Um enorme Folgeschäden zu verhindern, habe der Gemeinderat die Dachsanierung beschlossen, sagte der Bürgermeister. Ein entsprechender Antrag auf Fördermittel aus dem Entwicklungsprogramm Ländlicher Raum sei trotz der Dringlichkeit abgelehnt worden. Die Sanierung könne jedoch nicht aufgeschoben werden. Daher appellierte Lehn an die Staatssekretärin, einen erneuten Antrag im kommenden Jahr zu unterstützen. Klaus Burger, der um Gurr-Hirschs Besuch gebeten hatte, bezeichnete das Projekt als „finanzielles Sorgenkind“ der Gemeinde.

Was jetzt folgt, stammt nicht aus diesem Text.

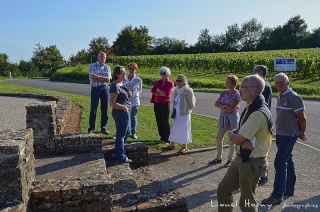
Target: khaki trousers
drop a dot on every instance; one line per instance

Maik Lehn informierte die Zuhörer darüber, dass nach der Dachsanierung die Sanierung des ersten Obergeschosses anstehe und mit weitere Kosten in Höhe von mehreren Hunderttausend Euro gerechnet werden muss. Da die Räume klein geschnitten seien, komme eine Wohnungsnutzung kaum in Frage. Das Gebäude soll mit Blick auf seine zentrale Lage und als kultureller Mittelpunkt ausschließlich der Öffentlichkeit, der Dorfgemeinschaft und den örtlichen Vereinen dienen.

Friedlinde Gurr-Hirsch räumte ein, dass die Vereine gerade in Corona-Zeiten eine Perspektive benötigen. Die Bereitstellung von Fördermitteln sei ein Hoffnungsschimmer. Daher soll der neue Antrag im kommenden Jahr mit einem Nutzungskonzept untermauert werden.

Maik Lehn verwies darauf, dass mit einer Bewilligung der Fördermittel im Frühjahr 2021 und der Ausführung im frühen Sommer 2021 der beste Zeitpunkt für die Sanierung sei, da im Jahr 2021 keine Großveranstaltung auf dem Schlosshof stattfinde. Damit wäre der Weg für eine sofortige Ausschreibung und Ausführung der Sanierung frei. Das Landesdenkmalamt habe bereits bestätigt, dass die hohen Sanierungskosten denkmalbedingte Mehrkosten sind und somit mit einer Förderung gerechnet werden kann. In welcher Höhe und zu welchem Zeitpunkt eine Entscheidung eingehe, sei derzeit jedoch offen. Auch dabei rechnet der Bürgermeister mit einer Entscheidung im Frühjahr 2021.